The Meaning of Jewish Renewal

“The Kotzker [rebbe] thought that the pursuit of wealth tended to demean a person. The universal passion for ever more possessions was an abomination to him. As long as it was voluntary, poverty was a preferable goal to strive for He apparently thought that it was never despicable. Poverty released a person to go his way unobtrusively, uprightly, serenely, humanely.” (A Passion for Truth by Abraham Joshua Heschel)

In his inauguration speech last September, the new Chief Rabbi, Dr Jonathan Sacks proclaimed a “Decade of Jewish Renewal” to the assembled religious and lay leadership of British Jewry. The thrust of the address was clearly directed towards a reclaiming of Jewish identity through an unleashing of the creative talents of the mainstream and the marginalized, through argument and dialogue. For the audience, bedecked in the Victorian regalia of top hats and morning suits—the centrist datirati of the community—the address must have resonated with an unaccustomed radicalism. Indeed, a public relations exercise brimming over with pomp and circumstance about the grandeur of Jewish endeavour in Britain would surely have been more accommodating. Yet this mismatch between deliverer and receiver crystallized the very real conflicts which confront a shrinking community: not only the question of how to remain Jews in the absence of overt anti-Semitism, but what sort of Jewish values should be presented and projected.
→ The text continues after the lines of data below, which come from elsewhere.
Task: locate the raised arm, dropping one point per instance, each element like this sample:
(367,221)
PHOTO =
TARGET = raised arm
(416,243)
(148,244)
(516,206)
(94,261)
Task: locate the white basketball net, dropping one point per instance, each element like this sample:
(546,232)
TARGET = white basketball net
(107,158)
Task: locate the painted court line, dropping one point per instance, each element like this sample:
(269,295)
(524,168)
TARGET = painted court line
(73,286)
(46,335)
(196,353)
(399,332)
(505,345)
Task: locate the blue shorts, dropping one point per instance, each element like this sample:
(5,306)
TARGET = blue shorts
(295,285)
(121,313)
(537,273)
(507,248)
It was perhaps that rare occasion when there is official recognition of the disappearance of creative and questioning people into the invisibility of the wider world—people whose worst nightmare is conjured up by the imagery of communal life. For many who have become prickly assimilationists, it was often a reaction to organized Judaism and Jewishness that provoked their journey into exile. A reaction to the reactionaries rather than to the issue.
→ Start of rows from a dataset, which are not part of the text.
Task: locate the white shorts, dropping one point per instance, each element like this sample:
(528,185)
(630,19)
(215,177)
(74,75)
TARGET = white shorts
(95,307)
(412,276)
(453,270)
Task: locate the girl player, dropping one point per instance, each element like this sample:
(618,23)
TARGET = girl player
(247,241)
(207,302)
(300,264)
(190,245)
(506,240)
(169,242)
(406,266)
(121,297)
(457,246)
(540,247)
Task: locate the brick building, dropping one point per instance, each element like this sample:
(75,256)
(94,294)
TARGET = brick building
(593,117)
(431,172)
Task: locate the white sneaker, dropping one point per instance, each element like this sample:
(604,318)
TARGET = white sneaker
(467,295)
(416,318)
Jonathan Sacks alluded to a failure of imagination.

For a moment we lived in the moment; and we forgot what the past should have taught us, what the future consequences would be, and we forgot that there is always an accounting, a moral price to pay . . . a failure of historical imagination: we forgot where we came from; a failure of prophetic imagination: we forgot what we were travelling to. Or a failure of spiritual imagination: we forgot before Whom we stand.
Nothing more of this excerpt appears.